M.Sc Student M.Sc Thesis Dyagilev Kirill Efficient Reinforcement Learning in Parameterized Models Department of Electrical and Computer Engineering PROF. Nahum Shimkin

Abstract

Reinforcement Learning is a promising computational approach for implementing autonomous systems that improve their performance with experience. Its applications range from robotics, through industrial manufacturing and scheduling, to combinatorial search problems such as board games.

Learning rates of Reinforcement Learning algorithms critically depend on the efficient exploration of the state and action spaces. Recently, several algorithms that employ efficient exploration techniques were introduced and proven to possess learning rate metrics that are polynomial in the model size. Still, in absence of prior knowledge regarding the model structure or parameters, learning time grows at least linearly in the size of the state and action spaces. While these algorithms are efficient for small problems, they become infeasible in cases where the size of the model is large. This limitation may be overcome if prior information is known, as is often the case.

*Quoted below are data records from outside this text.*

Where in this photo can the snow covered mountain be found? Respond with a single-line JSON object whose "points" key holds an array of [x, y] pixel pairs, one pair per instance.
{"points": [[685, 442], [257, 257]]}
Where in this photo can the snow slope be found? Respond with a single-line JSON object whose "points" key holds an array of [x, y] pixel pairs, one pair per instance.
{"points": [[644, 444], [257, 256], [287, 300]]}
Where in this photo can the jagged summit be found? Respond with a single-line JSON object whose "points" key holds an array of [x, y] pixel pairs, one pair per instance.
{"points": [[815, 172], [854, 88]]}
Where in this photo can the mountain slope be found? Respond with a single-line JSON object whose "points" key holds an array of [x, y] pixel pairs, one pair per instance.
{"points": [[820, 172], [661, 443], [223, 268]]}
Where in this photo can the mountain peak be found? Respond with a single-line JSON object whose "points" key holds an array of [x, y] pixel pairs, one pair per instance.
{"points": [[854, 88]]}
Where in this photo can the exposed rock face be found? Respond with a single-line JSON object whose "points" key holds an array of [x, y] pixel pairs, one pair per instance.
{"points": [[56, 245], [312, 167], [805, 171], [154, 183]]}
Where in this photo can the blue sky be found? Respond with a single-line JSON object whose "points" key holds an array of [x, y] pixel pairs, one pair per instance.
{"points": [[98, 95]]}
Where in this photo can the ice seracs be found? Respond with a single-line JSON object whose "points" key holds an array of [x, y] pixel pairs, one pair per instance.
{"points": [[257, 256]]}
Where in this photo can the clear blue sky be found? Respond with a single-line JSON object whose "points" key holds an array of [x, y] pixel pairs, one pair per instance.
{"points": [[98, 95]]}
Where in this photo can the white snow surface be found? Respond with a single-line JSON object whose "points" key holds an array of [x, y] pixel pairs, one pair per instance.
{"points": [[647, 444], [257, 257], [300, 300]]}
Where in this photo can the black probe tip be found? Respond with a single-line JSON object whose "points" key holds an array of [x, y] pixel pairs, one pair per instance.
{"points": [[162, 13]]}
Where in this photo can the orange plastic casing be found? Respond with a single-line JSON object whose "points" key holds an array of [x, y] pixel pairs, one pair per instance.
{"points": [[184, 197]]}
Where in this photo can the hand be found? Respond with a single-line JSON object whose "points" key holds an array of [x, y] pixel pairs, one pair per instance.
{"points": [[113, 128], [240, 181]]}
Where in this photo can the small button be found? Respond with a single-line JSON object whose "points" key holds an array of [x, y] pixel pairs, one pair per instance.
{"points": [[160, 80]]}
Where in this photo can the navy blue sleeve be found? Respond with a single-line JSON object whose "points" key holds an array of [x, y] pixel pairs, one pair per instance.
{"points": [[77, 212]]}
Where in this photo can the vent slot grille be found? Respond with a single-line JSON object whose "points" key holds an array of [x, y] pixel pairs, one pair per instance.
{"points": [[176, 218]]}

In this thesis we consider reinforcement learning in the parameterized setup. We first assume that the model is known to belong to a finite set of Markov Decision Processes under the discounted return criterion. We propose an on-line algorithm for learning in such parameterized models, the Parameter Elimination (PEL) algorithm, and analyze its performance in terms of the total mistake bound criterion. The algorithm relies on Wald's sequential probability ratio test to eliminate unlikely parameters, and uses an optimistic policy for effective exploration.

We establish that, with high probability, the total mistake bound for the algorithm is linear (up to a logarithmic term) in the size of the parameter space, independently of the cardinality of the state and action spaces. We further demonstrate that better dependence on size of the parameter space is possible, depending on the specific information structure of the problem.

We further extend the PEL algorithm to the continuous parameter case through discretization, and analyze its performance. This algorithm is also elimination-based, however, it relies on a modified version of the sequential probability ratio test that takes into account the mismatch between the true parameter and the closest point of the discretization grid. The total mistake bound of the continuous parameter PEL algorithm is shown to be linear in the number of points on the grid needed for discretization. We conclude this thesis by considering an extension of our scheme to an average reward criterion and discuss the ideas involved.